GAYLORD - After more than 90 minutes of discussion Tuesday before a standing-room only crowd, the Sibley County Board tabled action on the RS Fiber project.
Minneapolis attorney Robert J.V. Vose of Kennedy & Grave, representing RS Fiber - the project designed to provide phone, cable and broadband internet service in Sibley and Renville counties - said Oppenheimer, the project's bond underwriter, requires legal opinions from local counsel for the RS Fiber Joint Powers Agreement and a project Debt Service Shortfall Agreement.
That's where the rub comes. No legal opinions on those two agreements have been received.
Staff photo by Fritz Busch
Arvid Schwartz of Green Isle speaks about the RS Fiber project Tuesday at the Sibley County Board meeting, held jointly with Renville County commissioners.
The law firm Dorsey & Whitney, LLP, Minneapolis was sought to clarify if Sibley County has the authority to participate in fiber project financing with revenue bonds to be issued by the Renville-Sibley County Fiber Joint Powers Agency, a Joint Powers Agreement (JPA) among the counties and their 11 cities. The City of Arlington opted out of the project earlier this year.
Bonds would be payable primarily from projects revenues and would be additionally secured by a Debt Service Shortfall Agreement (SA) between the Agency and Wells Fargo Bank, National Association, as trustee for the bonds, in case project revenues were insufficient to pay bond debt service.
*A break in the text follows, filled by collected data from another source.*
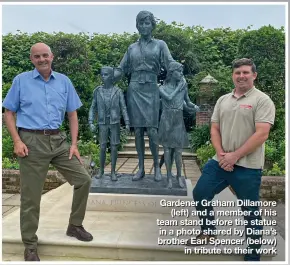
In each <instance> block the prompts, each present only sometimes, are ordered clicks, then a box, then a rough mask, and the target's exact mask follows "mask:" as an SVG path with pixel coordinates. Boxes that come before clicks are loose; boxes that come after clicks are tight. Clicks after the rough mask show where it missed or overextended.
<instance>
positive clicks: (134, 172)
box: [2, 158, 286, 240]
mask: <svg viewBox="0 0 290 265" xmlns="http://www.w3.org/2000/svg"><path fill="white" fill-rule="evenodd" d="M110 170H111V164H108V165H107V166H106V168H105V172H106V173H109V172H110ZM116 170H117V172H120V173H136V172H137V170H138V159H136V158H118V161H117V165H116ZM182 170H183V174H184V176H185V177H186V178H188V179H190V180H191V182H192V184H193V186H194V185H195V183H196V182H197V180H198V178H199V176H200V170H199V168H198V165H197V164H196V161H195V160H183V169H182ZM161 172H162V174H163V177H165V176H166V169H165V165H164V166H163V167H162V170H161ZM172 172H173V173H174V174H176V167H175V165H174V166H173V169H172ZM145 173H146V174H152V173H153V161H152V159H145ZM19 205H20V194H2V217H5V216H6V215H8V214H10V213H11V212H13V211H15V210H17V209H18V208H19ZM275 210H276V211H277V216H275V217H271V218H272V219H273V218H274V219H276V220H277V226H276V229H277V231H278V232H279V234H280V235H281V236H282V238H283V239H284V240H285V216H286V213H285V204H282V203H281V204H278V206H277V207H276V208H275Z"/></svg>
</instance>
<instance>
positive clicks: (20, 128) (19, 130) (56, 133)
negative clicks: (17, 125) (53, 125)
mask: <svg viewBox="0 0 290 265" xmlns="http://www.w3.org/2000/svg"><path fill="white" fill-rule="evenodd" d="M19 131H23V132H33V133H38V134H43V135H52V134H59V133H60V129H48V130H32V129H25V128H19Z"/></svg>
According to an Oct. 2, letter to the Sibley County Board and County Attorney David Schauer, Verlane L. Endorf of Dorsey & Whitney wrote that the law firm is unable to reach the certainty necessary to express an opinion that the JPA and SA would, if challenged, be upheld in the courts.
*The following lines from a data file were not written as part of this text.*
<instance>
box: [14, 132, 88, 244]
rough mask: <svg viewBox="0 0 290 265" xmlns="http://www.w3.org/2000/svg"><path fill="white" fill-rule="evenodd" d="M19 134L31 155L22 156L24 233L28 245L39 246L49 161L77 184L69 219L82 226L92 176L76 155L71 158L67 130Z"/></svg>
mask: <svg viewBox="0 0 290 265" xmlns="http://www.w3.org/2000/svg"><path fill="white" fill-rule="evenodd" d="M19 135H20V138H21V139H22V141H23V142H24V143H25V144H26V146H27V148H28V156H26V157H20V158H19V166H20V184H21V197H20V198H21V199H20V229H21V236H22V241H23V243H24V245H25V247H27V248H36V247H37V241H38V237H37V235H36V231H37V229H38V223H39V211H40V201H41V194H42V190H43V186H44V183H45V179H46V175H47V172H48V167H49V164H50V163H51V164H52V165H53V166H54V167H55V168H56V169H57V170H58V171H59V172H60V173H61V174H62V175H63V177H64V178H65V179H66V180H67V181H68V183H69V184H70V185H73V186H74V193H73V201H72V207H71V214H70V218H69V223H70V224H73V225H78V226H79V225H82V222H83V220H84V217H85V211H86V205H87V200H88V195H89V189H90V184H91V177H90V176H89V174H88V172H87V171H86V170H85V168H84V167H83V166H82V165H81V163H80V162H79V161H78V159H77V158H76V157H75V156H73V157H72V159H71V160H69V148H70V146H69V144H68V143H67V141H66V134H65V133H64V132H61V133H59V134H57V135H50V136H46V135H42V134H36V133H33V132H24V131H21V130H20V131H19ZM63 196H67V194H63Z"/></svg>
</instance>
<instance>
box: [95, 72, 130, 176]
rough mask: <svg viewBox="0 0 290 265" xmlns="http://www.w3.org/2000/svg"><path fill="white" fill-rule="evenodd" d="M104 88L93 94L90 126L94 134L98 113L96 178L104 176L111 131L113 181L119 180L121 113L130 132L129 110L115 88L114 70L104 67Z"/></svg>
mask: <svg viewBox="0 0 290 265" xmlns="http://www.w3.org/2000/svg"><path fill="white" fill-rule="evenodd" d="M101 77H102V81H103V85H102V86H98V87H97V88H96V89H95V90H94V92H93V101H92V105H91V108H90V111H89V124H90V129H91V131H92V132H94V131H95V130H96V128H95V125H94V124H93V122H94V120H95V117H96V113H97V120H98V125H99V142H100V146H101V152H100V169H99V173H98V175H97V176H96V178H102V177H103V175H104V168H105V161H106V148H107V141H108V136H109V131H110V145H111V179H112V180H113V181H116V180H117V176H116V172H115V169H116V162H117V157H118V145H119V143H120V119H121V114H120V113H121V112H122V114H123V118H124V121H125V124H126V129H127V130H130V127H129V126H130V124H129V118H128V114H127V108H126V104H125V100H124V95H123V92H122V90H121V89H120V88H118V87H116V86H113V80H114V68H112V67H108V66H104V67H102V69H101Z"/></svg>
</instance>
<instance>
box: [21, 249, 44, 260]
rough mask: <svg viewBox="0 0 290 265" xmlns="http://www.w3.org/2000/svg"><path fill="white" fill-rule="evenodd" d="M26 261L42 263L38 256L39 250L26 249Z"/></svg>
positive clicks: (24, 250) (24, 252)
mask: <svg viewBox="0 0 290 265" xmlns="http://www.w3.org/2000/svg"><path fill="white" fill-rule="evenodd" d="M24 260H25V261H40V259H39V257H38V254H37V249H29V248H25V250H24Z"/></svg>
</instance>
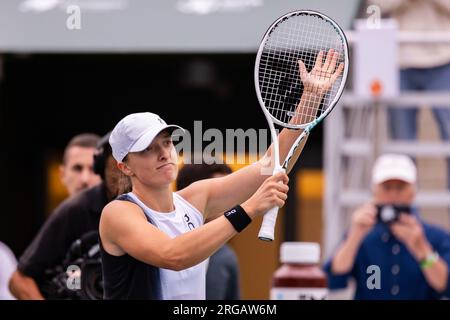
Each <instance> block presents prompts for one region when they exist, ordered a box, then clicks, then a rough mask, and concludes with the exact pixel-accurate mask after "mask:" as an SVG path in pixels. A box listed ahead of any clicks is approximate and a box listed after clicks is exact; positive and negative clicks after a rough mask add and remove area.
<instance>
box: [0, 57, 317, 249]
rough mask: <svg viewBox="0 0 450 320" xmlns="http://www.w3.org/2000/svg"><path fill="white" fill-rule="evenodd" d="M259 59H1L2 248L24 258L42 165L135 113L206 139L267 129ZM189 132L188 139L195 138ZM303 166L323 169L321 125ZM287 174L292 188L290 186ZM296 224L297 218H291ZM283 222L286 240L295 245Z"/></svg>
mask: <svg viewBox="0 0 450 320" xmlns="http://www.w3.org/2000/svg"><path fill="white" fill-rule="evenodd" d="M254 59H255V56H254V54H226V55H225V54H224V55H220V54H205V55H200V54H157V55H154V54H153V55H130V54H120V55H103V54H96V55H92V54H86V55H79V54H78V55H61V54H58V55H56V54H38V55H5V56H3V75H2V78H1V79H2V80H1V82H0V139H1V140H2V142H1V145H2V146H4V148H3V149H2V151H1V153H2V157H0V161H1V162H0V164H1V167H2V169H3V170H2V172H3V175H2V176H3V179H2V183H0V185H1V193H0V194H1V199H0V200H1V202H2V210H1V211H2V212H1V213H0V241H3V242H5V243H6V244H7V245H9V246H10V247H11V249H12V250H13V251H14V253H15V254H16V255H17V256H19V255H20V254H21V253H22V252H23V250H24V249H25V248H26V246H27V245H28V244H29V243H30V241H31V240H32V238H33V236H34V235H35V233H36V232H37V230H38V229H39V227H40V226H41V225H42V223H43V222H44V220H45V217H46V214H47V213H46V212H45V211H46V209H45V208H46V188H47V187H46V170H47V169H46V163H47V162H46V159H47V158H48V155H49V154H50V153H52V152H55V151H56V152H60V153H61V152H62V151H63V149H64V146H65V144H66V143H67V142H68V141H69V140H70V138H71V137H72V136H74V135H76V134H78V133H81V132H94V133H97V134H100V135H103V134H105V133H106V132H107V131H109V130H111V129H112V128H113V126H114V125H115V124H116V123H117V122H118V121H119V120H120V119H121V118H122V117H124V116H125V115H127V114H129V113H132V112H140V111H151V112H155V113H158V114H159V115H160V116H161V117H162V118H163V119H165V120H166V121H167V122H170V123H175V124H179V125H181V126H183V127H184V128H186V129H188V130H190V131H191V130H193V123H194V120H202V121H203V131H205V130H206V129H208V128H218V129H221V130H225V129H226V128H229V129H237V128H242V129H244V130H246V129H248V128H255V129H258V128H267V125H266V121H265V118H264V116H263V113H262V112H261V111H260V106H259V104H258V101H257V99H256V94H255V89H254V82H253V67H254ZM191 133H192V131H191ZM309 139H310V140H309V142H308V144H307V146H306V147H305V150H306V151H307V152H304V153H303V154H302V156H301V161H299V163H298V165H301V166H302V167H313V168H321V167H322V126H321V125H320V126H318V127H317V128H316V129H314V132H313V134H312V135H311V137H310V138H309ZM292 176H293V175H291V185H292V184H293V179H292ZM292 216H294V215H292ZM289 226H295V224H293V223H292V220H289V219H286V230H287V232H286V234H287V236H286V237H287V238H293V235H292V234H290V232H291V233H292V232H294V231H293V230H290V229H289Z"/></svg>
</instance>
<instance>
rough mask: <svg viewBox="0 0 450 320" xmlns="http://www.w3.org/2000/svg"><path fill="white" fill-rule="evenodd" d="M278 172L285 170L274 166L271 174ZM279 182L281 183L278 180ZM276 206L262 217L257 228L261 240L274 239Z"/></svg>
mask: <svg viewBox="0 0 450 320" xmlns="http://www.w3.org/2000/svg"><path fill="white" fill-rule="evenodd" d="M278 172H286V171H285V170H284V169H283V168H282V167H276V168H275V169H274V170H273V174H276V173H278ZM280 183H283V182H281V181H280ZM279 209H280V208H278V207H277V206H275V207H273V208H272V209H270V210H269V211H267V212H266V214H265V215H264V217H263V222H262V224H261V228H260V229H259V233H258V238H259V240H263V241H273V239H275V225H276V223H277V216H278V210H279Z"/></svg>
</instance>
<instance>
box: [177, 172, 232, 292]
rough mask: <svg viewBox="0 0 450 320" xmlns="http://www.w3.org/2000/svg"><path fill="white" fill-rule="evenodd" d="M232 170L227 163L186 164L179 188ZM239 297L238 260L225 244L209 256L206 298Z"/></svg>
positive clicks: (182, 175) (179, 177)
mask: <svg viewBox="0 0 450 320" xmlns="http://www.w3.org/2000/svg"><path fill="white" fill-rule="evenodd" d="M232 172H233V171H232V170H231V168H230V167H229V166H228V165H226V164H210V165H209V164H185V165H184V166H183V167H182V168H181V169H180V171H179V173H178V177H177V180H176V185H177V189H178V190H181V189H184V188H186V187H187V186H188V185H190V184H191V183H194V182H196V181H198V180H203V179H210V178H219V177H223V176H226V175H228V174H230V173H232ZM239 299H240V287H239V264H238V260H237V257H236V254H235V253H234V251H233V250H232V249H231V247H230V246H229V245H227V244H225V245H223V246H222V247H220V248H219V249H218V250H217V251H216V252H215V253H214V254H213V255H212V256H211V257H210V258H209V262H208V266H207V271H206V300H239Z"/></svg>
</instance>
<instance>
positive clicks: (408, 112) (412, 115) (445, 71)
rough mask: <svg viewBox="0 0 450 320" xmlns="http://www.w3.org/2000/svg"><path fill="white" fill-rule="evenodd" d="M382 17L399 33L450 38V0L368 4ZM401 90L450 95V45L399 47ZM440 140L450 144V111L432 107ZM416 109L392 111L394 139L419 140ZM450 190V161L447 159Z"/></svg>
mask: <svg viewBox="0 0 450 320" xmlns="http://www.w3.org/2000/svg"><path fill="white" fill-rule="evenodd" d="M368 4H374V5H377V6H378V7H379V8H380V10H381V13H382V14H383V15H385V16H388V17H390V18H393V19H395V20H396V21H397V23H398V28H399V31H406V32H439V33H443V34H444V33H447V34H450V1H448V0H428V1H420V0H368ZM398 61H399V65H400V90H402V91H431V92H437V91H439V92H447V93H450V81H449V79H450V44H449V43H448V42H447V43H439V42H436V43H401V44H400V45H399V60H398ZM432 107H433V108H432V110H433V113H434V118H435V119H436V122H437V124H438V129H439V132H440V135H441V138H442V139H443V140H445V141H450V107H449V106H439V105H435V106H432ZM417 112H418V110H417V108H416V106H414V105H412V106H408V107H407V108H403V107H402V108H389V110H388V115H389V118H388V123H389V129H390V133H391V136H392V138H393V139H402V140H416V139H417V131H418V130H417V126H418V124H417ZM447 187H448V188H449V189H450V158H447Z"/></svg>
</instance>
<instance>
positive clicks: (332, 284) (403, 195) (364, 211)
mask: <svg viewBox="0 0 450 320" xmlns="http://www.w3.org/2000/svg"><path fill="white" fill-rule="evenodd" d="M416 177H417V173H416V167H415V165H414V163H413V161H412V160H411V159H410V158H409V157H407V156H403V155H396V154H386V155H382V156H381V157H380V158H378V159H377V161H376V163H375V165H374V168H373V173H372V182H373V201H372V202H369V203H366V204H364V205H363V206H361V207H359V208H358V209H356V210H355V212H354V213H353V216H352V220H351V226H350V229H349V230H348V232H347V234H346V236H345V239H344V240H343V242H342V243H341V244H340V246H339V247H338V250H337V251H336V253H335V254H334V256H333V257H332V258H331V260H330V261H329V262H328V263H327V264H326V265H325V270H326V272H327V274H328V283H329V287H330V289H338V288H345V287H346V286H347V280H348V279H349V278H350V277H353V278H355V280H356V293H355V297H354V298H355V299H421V300H424V299H439V298H443V297H444V296H450V285H449V275H448V266H449V264H450V235H449V234H448V233H447V232H446V231H444V230H442V229H440V228H438V227H436V226H432V225H430V224H427V223H425V222H423V221H422V220H421V219H420V217H419V214H418V210H417V209H416V208H414V207H411V205H412V203H413V201H414V198H415V195H416ZM373 266H375V267H378V268H374V267H373ZM369 267H370V268H369ZM371 270H379V277H378V281H379V283H378V285H375V287H374V286H370V285H369V282H370V281H369V280H370V279H369V277H370V276H371V275H372V274H374V273H373V271H371ZM375 282H376V281H375ZM375 284H376V283H375Z"/></svg>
The letter further stated that the lack of an opinion does not mean that the law firm believes that the County is legally prohibited from project participation.
Endorf wrote that one possibility to resolve the issue would be to seek special legislation to clarify transaction authorization.
"Dorsey & Whitney won't render an opinion, but that's not to say the project can't be done," said Vose. "We anticipate you'll be able to get an opinion. ... But it's not possible to make bonds without a legal opinion. You could approve the project contingent upon a legal opinion. We're optimistic there is such a bond counsel out there."
Sibley County Economic Development Director Tim Dolan said he would contact the board as soon as he is able to get a legal opinion.
Several Sibley County residents spoke about the project.
"Rural kids need the same access to education that town kids have," said Gibbon Mayor Chuck Gatton. "Agriculture producers need it too."
Cairo Township farmer Jacob Rieke said fiber optic communications are coming of age.
Arvid Schwartz of Green Isle said the fiber project is vital.
"We can't isolate ourselves from the rest of the world," Schwartz said. "We have a vast natural resource - land. It produces a lot, but we need connection to the outside world. Exert leadership and take risks. Sibley East Public Schools just bought new learning tools - iPads."
Schwartz said his healthcare provider invited him to sign up with a virtual doctor, but he can't due to lack of internet capacity.
"We all assume risks and pay taxes," Schwartz said. "That's what leaders do. They take us to places we didn't think we should go. Nobody thought the (Minnesota Prairie Line) railroad would work, or the Heartland Corn Producers (HCP) ethanol plant."
Commissioner Bill Pinske said all commissioners favor the project as long as legal issues are solved.
Commissioner Jim Swanson said he would not approve fiber project bonding if the resolution was contingent on a favorable legal opinion.
"I'd be leery about who was making decisions then," Swanson said.
Renville County Commissioner Bob Fox agreed it would be nice to get a legal opinion before proceeding with the project.